Compelling us to transcend and enlighten, the Swiss-born artist injects physics, ritual practice, and the power of specific audio frequencies to her work – ideas provoked after taking up metaphysics. Since releasing her debut album Of Matter and Spirit via Houndstooth in 2015, Devi has let out the divergent DNA Feelings in 2018, and most recently this year, S.F.L. But seeing her live is an altering experience in itself.

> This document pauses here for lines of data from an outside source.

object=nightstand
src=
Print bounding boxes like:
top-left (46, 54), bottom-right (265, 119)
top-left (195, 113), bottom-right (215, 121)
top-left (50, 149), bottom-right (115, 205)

Through audio-visual shows and gigs in unpredictable venues, rave has a new, ritualistic meaning for Devi. As electronic music continues to expand around the world, its communal impulses go against the grain of today’s extreme political climate and disillusioned idolatry of pop culture. Raves are our modern temples, thinks Devi, and here is where the revolution will take place. She wants to change our minds – and our bodies – through music. Today, we chat with her about what makes the perfect rave, how we can avoid categorisation and even the possibility of a David Lynch collab. Let’s call these her ‘infinite wisdom’ – may you find enlightenment below.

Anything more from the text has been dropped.